The H: When JSR 107 is finalised, who's already committed to implementing it?
GL: The list is:
- Terracotta – Ehcache
- Oracle – Coherence
- JBoss – Infinispan
- IBM – ExtemeScale
- SpringSource – GemFire
- GridGain
- TMax
- Google App Engine Java1
1 – Google are already using a version based on the older draft spec.
We also hope that spymemcache will implement the core feature set for use with memcache and some of the NoSQL solutions will implement it for their caching use cases.
The H: And is there anyone you want to get on board who currently isn't?
GL: In terms of implementations, I think we are in pretty good shape. Personally, I would like to see IBM, who is a member of the expert group, contribute in addition to SpringSource.
While IBM did indicate it will implement the spec, SpringSource publicly stated in its Spring 3.1 announcement that it would implement in addition to adding the JSR 107 caching annotations into Spring, along with its own.
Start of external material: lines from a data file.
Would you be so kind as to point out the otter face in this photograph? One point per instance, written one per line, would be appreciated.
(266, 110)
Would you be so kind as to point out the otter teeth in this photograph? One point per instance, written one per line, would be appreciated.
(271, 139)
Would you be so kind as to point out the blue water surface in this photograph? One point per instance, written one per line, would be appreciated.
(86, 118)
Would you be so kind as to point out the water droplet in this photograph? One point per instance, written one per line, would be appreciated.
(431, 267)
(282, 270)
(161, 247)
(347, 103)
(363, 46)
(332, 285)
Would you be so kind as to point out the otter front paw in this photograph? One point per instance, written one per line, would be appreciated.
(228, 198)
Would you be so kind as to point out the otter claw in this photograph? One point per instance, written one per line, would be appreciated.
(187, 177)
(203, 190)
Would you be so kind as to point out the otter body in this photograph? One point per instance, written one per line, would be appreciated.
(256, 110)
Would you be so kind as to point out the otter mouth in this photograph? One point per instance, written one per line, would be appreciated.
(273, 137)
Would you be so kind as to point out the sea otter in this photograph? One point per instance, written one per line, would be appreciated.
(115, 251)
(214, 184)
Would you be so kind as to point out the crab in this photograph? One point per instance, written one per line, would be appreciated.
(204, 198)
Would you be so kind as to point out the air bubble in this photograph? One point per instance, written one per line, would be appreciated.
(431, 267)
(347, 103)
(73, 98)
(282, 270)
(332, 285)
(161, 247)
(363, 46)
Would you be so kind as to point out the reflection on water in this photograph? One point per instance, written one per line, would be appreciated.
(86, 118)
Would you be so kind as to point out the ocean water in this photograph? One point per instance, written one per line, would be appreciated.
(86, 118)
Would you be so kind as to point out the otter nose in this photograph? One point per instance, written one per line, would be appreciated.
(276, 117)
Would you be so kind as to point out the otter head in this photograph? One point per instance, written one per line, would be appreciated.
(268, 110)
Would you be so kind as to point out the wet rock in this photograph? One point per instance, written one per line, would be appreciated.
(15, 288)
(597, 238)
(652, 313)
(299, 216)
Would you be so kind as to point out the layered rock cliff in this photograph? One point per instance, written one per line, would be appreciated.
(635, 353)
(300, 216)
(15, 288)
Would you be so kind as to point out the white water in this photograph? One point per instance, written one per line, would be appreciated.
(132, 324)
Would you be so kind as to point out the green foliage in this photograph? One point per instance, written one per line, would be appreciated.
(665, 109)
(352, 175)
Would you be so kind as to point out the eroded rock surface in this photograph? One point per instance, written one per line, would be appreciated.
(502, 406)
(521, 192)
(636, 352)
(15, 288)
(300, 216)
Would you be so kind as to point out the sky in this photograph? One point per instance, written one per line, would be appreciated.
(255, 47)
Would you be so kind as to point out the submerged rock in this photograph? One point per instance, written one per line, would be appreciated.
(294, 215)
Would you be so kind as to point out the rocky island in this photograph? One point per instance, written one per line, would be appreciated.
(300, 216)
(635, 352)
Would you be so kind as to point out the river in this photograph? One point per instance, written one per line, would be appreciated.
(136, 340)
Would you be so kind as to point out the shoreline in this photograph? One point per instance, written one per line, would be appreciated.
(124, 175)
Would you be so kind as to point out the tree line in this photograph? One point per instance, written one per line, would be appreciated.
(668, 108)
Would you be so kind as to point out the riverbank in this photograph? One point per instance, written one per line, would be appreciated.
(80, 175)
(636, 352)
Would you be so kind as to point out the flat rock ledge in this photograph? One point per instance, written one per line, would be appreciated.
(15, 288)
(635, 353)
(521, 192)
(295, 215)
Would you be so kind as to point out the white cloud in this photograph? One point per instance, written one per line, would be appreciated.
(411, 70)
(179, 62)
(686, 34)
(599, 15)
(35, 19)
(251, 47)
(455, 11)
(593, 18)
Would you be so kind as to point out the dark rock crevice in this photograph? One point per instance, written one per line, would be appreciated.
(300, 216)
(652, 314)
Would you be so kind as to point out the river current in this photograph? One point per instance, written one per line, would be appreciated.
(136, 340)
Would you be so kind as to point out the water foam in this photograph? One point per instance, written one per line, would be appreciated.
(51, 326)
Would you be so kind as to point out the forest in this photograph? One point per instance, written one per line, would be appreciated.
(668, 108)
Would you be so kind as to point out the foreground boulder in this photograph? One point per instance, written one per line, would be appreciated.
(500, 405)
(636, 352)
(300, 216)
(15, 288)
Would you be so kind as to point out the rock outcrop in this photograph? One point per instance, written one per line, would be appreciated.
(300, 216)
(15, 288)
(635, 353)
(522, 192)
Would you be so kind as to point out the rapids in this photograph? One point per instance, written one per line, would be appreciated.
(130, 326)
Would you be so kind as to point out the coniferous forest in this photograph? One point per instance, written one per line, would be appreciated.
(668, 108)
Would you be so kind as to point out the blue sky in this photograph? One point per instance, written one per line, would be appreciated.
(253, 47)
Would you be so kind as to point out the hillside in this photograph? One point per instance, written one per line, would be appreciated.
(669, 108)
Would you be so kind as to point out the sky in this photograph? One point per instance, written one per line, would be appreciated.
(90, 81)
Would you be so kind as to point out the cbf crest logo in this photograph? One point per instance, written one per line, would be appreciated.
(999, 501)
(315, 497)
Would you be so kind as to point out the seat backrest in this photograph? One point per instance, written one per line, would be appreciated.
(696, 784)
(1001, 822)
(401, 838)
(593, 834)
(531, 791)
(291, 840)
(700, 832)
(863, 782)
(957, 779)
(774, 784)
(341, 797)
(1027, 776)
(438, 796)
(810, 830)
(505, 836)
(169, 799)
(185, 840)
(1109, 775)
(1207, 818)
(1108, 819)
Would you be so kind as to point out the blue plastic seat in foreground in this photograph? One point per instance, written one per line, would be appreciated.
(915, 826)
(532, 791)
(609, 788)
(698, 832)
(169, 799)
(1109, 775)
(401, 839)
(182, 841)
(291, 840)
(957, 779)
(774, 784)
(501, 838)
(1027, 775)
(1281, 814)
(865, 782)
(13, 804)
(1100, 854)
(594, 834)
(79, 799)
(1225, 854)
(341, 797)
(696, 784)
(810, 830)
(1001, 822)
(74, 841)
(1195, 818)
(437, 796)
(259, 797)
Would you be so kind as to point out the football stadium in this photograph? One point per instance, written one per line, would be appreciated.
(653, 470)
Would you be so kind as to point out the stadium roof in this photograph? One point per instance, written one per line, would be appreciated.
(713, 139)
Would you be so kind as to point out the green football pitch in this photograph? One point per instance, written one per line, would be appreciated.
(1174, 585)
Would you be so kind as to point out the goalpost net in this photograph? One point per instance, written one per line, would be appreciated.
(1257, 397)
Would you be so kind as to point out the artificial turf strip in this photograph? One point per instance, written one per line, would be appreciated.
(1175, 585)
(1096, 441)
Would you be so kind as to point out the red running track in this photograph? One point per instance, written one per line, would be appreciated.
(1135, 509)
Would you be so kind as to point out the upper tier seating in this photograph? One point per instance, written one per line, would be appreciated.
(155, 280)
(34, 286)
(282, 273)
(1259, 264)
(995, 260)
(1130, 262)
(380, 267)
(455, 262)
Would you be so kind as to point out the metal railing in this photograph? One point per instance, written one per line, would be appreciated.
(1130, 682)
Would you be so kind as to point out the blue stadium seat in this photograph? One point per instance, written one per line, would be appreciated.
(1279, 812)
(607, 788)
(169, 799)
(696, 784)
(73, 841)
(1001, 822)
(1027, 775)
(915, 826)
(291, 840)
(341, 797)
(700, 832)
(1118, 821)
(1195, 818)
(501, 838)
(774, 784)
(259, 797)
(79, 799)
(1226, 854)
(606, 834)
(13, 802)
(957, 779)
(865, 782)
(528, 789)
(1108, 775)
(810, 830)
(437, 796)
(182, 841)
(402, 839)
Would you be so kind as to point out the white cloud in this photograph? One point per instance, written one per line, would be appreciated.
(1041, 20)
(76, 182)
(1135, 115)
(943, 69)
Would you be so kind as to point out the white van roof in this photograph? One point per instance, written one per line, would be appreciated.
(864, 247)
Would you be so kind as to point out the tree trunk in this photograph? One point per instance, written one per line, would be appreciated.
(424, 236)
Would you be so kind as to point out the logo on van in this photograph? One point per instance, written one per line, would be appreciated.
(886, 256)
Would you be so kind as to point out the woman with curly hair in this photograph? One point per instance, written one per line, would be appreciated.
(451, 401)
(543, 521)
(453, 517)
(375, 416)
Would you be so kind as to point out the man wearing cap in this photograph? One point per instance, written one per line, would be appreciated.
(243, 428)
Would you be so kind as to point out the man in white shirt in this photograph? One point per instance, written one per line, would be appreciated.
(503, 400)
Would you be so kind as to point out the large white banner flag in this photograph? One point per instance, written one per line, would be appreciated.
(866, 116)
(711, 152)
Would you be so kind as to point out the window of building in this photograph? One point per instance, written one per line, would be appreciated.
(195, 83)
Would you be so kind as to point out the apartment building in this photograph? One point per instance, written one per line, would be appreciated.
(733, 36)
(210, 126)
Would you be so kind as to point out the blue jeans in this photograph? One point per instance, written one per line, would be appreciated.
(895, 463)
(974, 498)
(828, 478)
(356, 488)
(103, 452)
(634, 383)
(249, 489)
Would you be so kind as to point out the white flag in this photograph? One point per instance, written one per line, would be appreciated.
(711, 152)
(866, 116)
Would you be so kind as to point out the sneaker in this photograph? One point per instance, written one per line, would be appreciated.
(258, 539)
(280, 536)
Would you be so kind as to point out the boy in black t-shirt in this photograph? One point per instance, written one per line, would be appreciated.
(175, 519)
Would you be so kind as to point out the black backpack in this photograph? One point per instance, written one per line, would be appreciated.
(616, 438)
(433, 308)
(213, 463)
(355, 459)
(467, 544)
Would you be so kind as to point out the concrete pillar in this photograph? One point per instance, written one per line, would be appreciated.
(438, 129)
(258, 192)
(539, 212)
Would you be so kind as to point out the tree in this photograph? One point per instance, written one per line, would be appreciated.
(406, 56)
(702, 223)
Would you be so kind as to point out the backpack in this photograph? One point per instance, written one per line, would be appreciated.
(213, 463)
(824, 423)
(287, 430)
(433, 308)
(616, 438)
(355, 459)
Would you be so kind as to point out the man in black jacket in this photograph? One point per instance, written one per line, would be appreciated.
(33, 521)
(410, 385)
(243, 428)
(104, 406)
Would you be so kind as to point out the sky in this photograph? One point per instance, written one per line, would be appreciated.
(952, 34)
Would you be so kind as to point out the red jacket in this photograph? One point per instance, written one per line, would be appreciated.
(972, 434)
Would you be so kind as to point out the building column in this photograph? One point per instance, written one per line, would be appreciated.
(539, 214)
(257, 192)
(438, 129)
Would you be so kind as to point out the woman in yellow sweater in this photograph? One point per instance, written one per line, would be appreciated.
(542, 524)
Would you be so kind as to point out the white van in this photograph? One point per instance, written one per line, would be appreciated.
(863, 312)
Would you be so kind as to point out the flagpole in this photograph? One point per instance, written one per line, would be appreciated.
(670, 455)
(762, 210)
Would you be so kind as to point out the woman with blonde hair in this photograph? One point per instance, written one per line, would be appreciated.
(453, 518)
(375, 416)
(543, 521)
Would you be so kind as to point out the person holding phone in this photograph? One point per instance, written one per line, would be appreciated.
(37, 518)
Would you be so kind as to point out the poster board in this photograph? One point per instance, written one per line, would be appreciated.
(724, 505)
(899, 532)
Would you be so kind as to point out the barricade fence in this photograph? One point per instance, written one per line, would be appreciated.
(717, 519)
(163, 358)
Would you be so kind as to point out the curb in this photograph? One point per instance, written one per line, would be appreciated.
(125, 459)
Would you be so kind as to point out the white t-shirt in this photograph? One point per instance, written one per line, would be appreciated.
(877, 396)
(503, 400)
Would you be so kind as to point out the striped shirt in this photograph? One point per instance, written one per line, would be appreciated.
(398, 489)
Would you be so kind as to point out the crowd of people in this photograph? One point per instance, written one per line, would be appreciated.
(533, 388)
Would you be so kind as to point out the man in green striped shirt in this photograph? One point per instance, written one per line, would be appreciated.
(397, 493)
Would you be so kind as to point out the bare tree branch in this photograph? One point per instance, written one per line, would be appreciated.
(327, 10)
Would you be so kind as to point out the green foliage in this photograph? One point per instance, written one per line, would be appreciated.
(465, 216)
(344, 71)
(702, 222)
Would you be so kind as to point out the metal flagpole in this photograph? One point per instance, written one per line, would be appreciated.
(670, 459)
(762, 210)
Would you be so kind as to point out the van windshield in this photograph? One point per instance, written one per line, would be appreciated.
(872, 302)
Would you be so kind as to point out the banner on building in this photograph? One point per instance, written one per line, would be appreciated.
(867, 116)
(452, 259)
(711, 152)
The H: Will JSR 107 be a complementary API for cache providers or is there a commitment to adopt JSR 107 as the core API for caching?
GL: At this point, we are all still figuring it out. We already have an ehcache-jcache module which implements the 0.4 version of the spec and wraps Ehcache – which we will keep for older versions of Ehcache. However, the spec has some nice optimisations for caches that are distributed, which we cannot get the benefit of unless we expose 107 natively. In a subsequent Ehcache version, we will probably introduce a native 107 API, which does not wrap the existing Ehcache API. Of course we will also include our Ehcache API in there as well and provide access to it for 107 caches via the unwrap method that is in the spec.
I am talking to Manik Surtani from JBoss and I think he has similar ideas.
The H: How are you finding the JCP as a process? I note you are using GitHub as a transparent collaboration tool; how’s that working out?
GL: We are deliberately running our JSR as close to the conventions for an open source project as possible. It is completely transparent; you see the code and the spec as a work in progress with regular releases. GitHub has been brilliant for that. Also, we have been using CloudBees for running our builds and Sonatype for hosting our Maven artifacts along with syncing them with Maven central. In my opinion, GitHub has encouraged a lot more contribution, which is always fantastic. The only issue is that it cannot accept pull requests from those not on the JSR – it would create imperfections in the IP.
The JCP has been alright, however, I do find it very difficult to figure out what is acceptable. Because Oracle is a co-spec lead we also need to do things the Oracle way, a more stringent standard than the JCP, which is a little more permissive.
In the end, we went down and spent a half day with the JCP to get all of our questions answered. My other challenge is that Oracle wears two hats: one as the JCP Office and the other as the commercial company. I think proper separation of the JCP from Oracle would be helpful.